Now, with his club in flux after owner Randy Lerner officially stated his intention to sell, Lambert will want assurances that he is able to go toe-to-toe with his peers in this summer’s transfer window.  An inability to strengthen a flimsy squad would leave the 44 year-old with small hope of avoiding a third successive term with his team embroiled in a relegation scrap – a thought that might have Lambert eyeing self-preservation and a future away from the Midlands.

Another manager at a crunch point of his tenure, albeit for contrasting reasons to Lambert, is Southampton’s Mauricio Pochettino.  The Argentine, unlike his Villa counterpart who, despite his own possible misgivings about staying in situ, faces a threat to his position from above, has his destiny in his own hands.

Since arriving at St Mary’s in January last year as an unknown and unwanted replacement for the popular Nigel Adkins, Pochettino has established himself as one of the Premier League’s foremost bosses.  Indeed, the twenty times capped former Argentina defender has imposed his style on the Saints so swiftly and emphatically that he is high on Tottenham Hotspur’s list of potential replacements for the sacked Tim Sherwood.
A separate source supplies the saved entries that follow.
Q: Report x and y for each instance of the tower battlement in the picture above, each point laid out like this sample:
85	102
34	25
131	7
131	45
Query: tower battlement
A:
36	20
If the call comes from White Hart Lane, it could conceivably be decisions made in the Southampton boardroom that influence the manager’s choice of whether to stay or go.  If the south coast club can resist cashing in on their treasure trove of young stars, that would surely go a long way to persuading their progressive chief that he is in the right place to thrive.

Even with revenue of £78.5m earned this year from their 8th place finish and share of the Premier League’s television contact, Saints could be forgiven for allowing Adam Lallana, after his gargantuan contribution to the club’s climb back to prominence, to depart.  Any money yielded from that potential deal, however, must be re-invested in the playing squad, not supplemented by further sales.

If Luke Shaw is then flogged to the highest bidder, a trickle through the exit door will hurriedly become a flood.  Jay Rodriguez, when he is back in rude health, would be more prepared to listen to his many suitors if his present employers are selling off their prime assets.  What then of Dejan Lovren, Morgan Schneiderlin and Victor Wanyama?  It’s safe to assume that none of that trio would fancy sticking around at a club which has implicitly lowered its goals.  The same goes for the manager.

It doesn’t have to play out that way.  Aston Villa held onto Gareth Barry for an extra 12 months when, in 2009, the midfielder seemed bound for Liverpool.  The Anfield outfit, meanwhile, last year ignored the sulking and agitating of the disagreeable but brilliant Luis Suarez to prevent their star striker scarpering elsewhere.

The answer to Pochettino’s anticipated dilemma – to stay or go – is inextricably linked, then, to Southampton’s newly hands-on owner Katharina Liebherr’s reaction when the big guns come hunting her club’s stockpile of talent.

Play-offs, cup finals and next month’s World Cup might be at the epicentre of the football universe right now but, away from the spotlight, decisions will be made that dictate much of the game’s narrative for a long time to come.